Plus largement, cette frontière nord, ouverte sur des peuples étranges et différents, a toujours dérangé la conception et les intérêts de l'État chinois, centralisé, excluant tout ce qui ne pouvait être inclus. Dès lors que les Chinois avançaient dans la steppe, ils devaient s'adapter à la terre et au climat. Ils se différenciaient et ne correspondaient plus aux normes. Les Chinois – les humains – ne pouvaient résider dans les "marches du monde" sans perdre aussitôt leur statut d'hommes. L'idée d'une frontière bien tracée et rigide était inhérente aux principes politiques et culturels de la civilisation chinoise. La Grande Muraille fut l'expression de cette idée. Mais, dans la pratique, une telle rigueur ne put jamais être appliquée pleinement. Et la Grande Muraille, malgré tous les sacrifices, ne fut jamais qu'une frontière approximative.
Peu avant de nous rendre au dîner, nous écoutâmes les émissions des stations soviétiques situées au nord du fleuve, au-delà de la frontière. Du côté de Khabarovsk ou de Blagovechtchensk, la voix posée de la présentatrice avait annoncé le concerto pour violon de Tchaïkovski, et dès les premières mesures une présence musicale russe avait envahi ce coin de terre chinoise.

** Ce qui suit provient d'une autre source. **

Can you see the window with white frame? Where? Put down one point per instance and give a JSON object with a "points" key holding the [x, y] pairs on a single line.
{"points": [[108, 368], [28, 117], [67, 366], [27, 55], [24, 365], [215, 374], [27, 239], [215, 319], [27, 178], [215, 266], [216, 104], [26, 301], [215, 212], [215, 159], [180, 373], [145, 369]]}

Ce n'était pas la première fois que j'étais troublé par une telle proximité, comme si les deux mondes, contigus mais différents et hostiles, étaient à la recherche d'une rencontre et d'un dialogue impossibles.

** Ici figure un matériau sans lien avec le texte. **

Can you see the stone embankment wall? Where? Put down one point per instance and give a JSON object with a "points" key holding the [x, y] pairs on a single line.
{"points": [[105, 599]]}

L'étrangeté et la difficulté de la colonisation de l'Extrême-Orient russe suscitaient à la fin du XIXème siècle un certain désappointement de la part de ceux qui envisageaient de s'y implanter après avoir quitté la Russie d'Europe. Des anecdotes désabusées circulaient sur ces lointains territoires. L'une d'elles racontait que lors de la création du monde Dieu, pris de fatigue, se serait endormi. À son réveil, il constata qu'il restait un recoin, le Primorié, sans faune ni végétation. Réunissant tout ce qui lui restait de plantes et d'animaux, il les déposa dans ce coin perdu.